それに、居間の掛け軸には「家庭円満」って書いてあって笑えたんですけど。

登場人物の性格は、会話の積み重ねで次第にあぶりだされてきて、
その性格のあぶりだし方が、たまらないんですよね。
土田さんの作品に欠かせない「会話の間と呼吸」と並んで土田さんの技の見せ所です。

長男の勝:書家として父と暮らしている。20年前、強盗殺人の容疑者として誤認逮捕されたことがある。
      長男ということを誇りに、自分の言うことは絶対だ、という自負がある。
      
次男の悟:長男にあこがれている。将来の夢は「長男になりたい」
三男の隆:売れっ子カメラマン。最近は有名モデルと付き合っていた。
四男の賢:小学校は3年までしか通学していない。虎はオス、ライオンはメスしかいないと思っている。
       現在無職で、内縁の妻・まりのちくわ工場での収入を頼りにしている。
       いつも 内縁の妻、まりを怒鳴り散らしている。「まりっっっ!!!」って。
  
五男の一二三:存在感がなく、いつも存在を忘れられてしまう。
六男の翔:四つ子の兄から溺愛されて育つ。

次男の内縁の妻(真知子):へんな丁寧語を使うが、実は二面性を持つ女性。
                勝に色目を使う。
四男の内縁の妻(まり):お友達もいない。旦那の賢にいつも怒鳴られてばかり。
一二三の彼女(梢):五男の一二三の彼女。一二三は彼女を家族に紹介しようと家に連れてきたのだが、
梢は隆のファンでもあり、一二三の存在感の無さを理由に別れようとしている。


この九里家は、とて不思議な家です。
九里家では長男が一番権力がある。
「おいおい」の代わりに「おひおひ」を使う。
結婚はしては駄目、パスポートを取るなという家訓がある。
たまり鍋というお鍋料理がある。

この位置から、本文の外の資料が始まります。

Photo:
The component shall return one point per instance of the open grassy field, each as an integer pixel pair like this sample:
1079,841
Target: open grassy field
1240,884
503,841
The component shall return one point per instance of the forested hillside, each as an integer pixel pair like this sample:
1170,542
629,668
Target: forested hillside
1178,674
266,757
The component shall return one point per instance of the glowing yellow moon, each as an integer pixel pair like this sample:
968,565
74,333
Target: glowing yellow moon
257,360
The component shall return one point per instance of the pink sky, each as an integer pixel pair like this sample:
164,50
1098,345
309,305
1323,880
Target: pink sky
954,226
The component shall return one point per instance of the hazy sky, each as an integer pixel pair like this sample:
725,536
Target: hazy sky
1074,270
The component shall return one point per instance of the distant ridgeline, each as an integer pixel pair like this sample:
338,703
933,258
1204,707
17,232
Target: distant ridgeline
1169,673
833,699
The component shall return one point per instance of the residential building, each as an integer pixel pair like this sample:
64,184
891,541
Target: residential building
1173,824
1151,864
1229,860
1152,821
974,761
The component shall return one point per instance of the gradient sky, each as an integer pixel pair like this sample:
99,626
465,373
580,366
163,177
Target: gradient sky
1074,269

おしょうゆの中にお野菜をどかっと入れて
マヨネーズをつけて食べるという。
賢の家では三日に1回も溜まり鍋をするらしい。
また家は迷路のような作りで、
居間から台所に行くには、廊下じゃなくて、小さな押入れから行かないと駄目。
でも、台所に行こうと思って行くと、居間に戻ったり。
改築に改築を重ねた結果、複雑な家の作りになっている。
土田さんのインタビューに寄れば、この家族関係の複雑さを示しているのです。

で、この四つ子は、顔が全然違うのだけど、とっても仲良しで4人結束して
六男を溺愛しているんですよ。
で、その四つ子のヒエラルキーを長男がしっかり保とうとしている。

だけど、父の告白で分かった事実に四つ子は絶望とする。
みんな、血が繋がっていない兄弟で、全部養子だったのです。

なるほど!だから、婚姻届も出しては駄目だったし、パスポートを取るのも
禁止されていたわけなんです。

しかも、四男は、誰が父親か分からないし、誕生日も分からない。
勝がこれまで長男として威厳を発揮していたけど、この瞬間から悟が
長男として威厳を発揮して、立場逆転。(このあたり「何もしない冬」「橋を渡ったら泣け」
「その鉄塔に男たちはいる」を思い出させる)
四つ子は自分たちも養子だとわかると、これまで可愛がっていた翔に対しても
普通の扱いに下がる。

賢も、急に内縁の妻に怒鳴らなくなってしまうし。
で、その存在感のない、一二三が父の息子だとのこと。

そして、悟の内縁の妻、真知子が勝に色目を使って、勝と関係を持ってしまうという。。。
そういう二面性を持った人っているよねぇ、なんて思いました。
なんと、隆までにちょっかいを出していたんです。
1周忌で集まった6人兄弟。
悟は真知子を連れてきていない。実は、真知子がおめでたという。
だけど、本当に悟の子なの?っていう空気が流れる。

この日も、独り存在感がない一二三。
今日の一二三は派手な服じゃない。
そして、いつも自分がいた場所で泣くんです。
そのときに、彼の存在が大きくなって
兄弟が「一二三」と読んだり、子供の頃のエピソードを思い出すんです。
この場面には感動しました。
一二三と別れた?梢も最後には「一緒に帰ろう」って。
更には、この日、分かった事実は、一二三も養子だったこと。
翔が四つ子の誕生日だということで、坂の下の洋菓子屋さんで
ケーキを買ってきたんだけど、実は、一二三のお父さんが洋菓子屋のご主人ということがわかったり。

6人も養子とは。
よほど、子供が好きだったんでしょうね。
しかも、全員男の子。

土田さんのインタビューにこう書いてありました。
「もともとは「ひとりとばして誰々」みたいなタイトルにしようと思っていたんですね。それは、僕自身がすごくコンプレックスが強いんですね。他者に自分がどう映っているかが気になって仕方ない(笑)。いいことは自分の心に届いて来ずに、だいたい否定的なことだけがいつも自分の心に届いてくる。写真なんかでも右から誰々誰々、ひとりとばして誰々みたいに、そのとばされてる人が自分に見えて仕方がないというか、常に自分が忘れられているような気がしてしまう。
最初は、そういう人物をデフォルメして描こうと思っていたんですけど、だんだん登場人物全員がいびつな感じになってきて。どの登場人物もなにかしらゆがんだ自己像みたいなのを持っていて、他人に規定されることでしか自分自身を確認できない。その確認の仕方っていうのがそれぞれいびつで、どうしてもそこから逃れられない人達の話になりました。」と。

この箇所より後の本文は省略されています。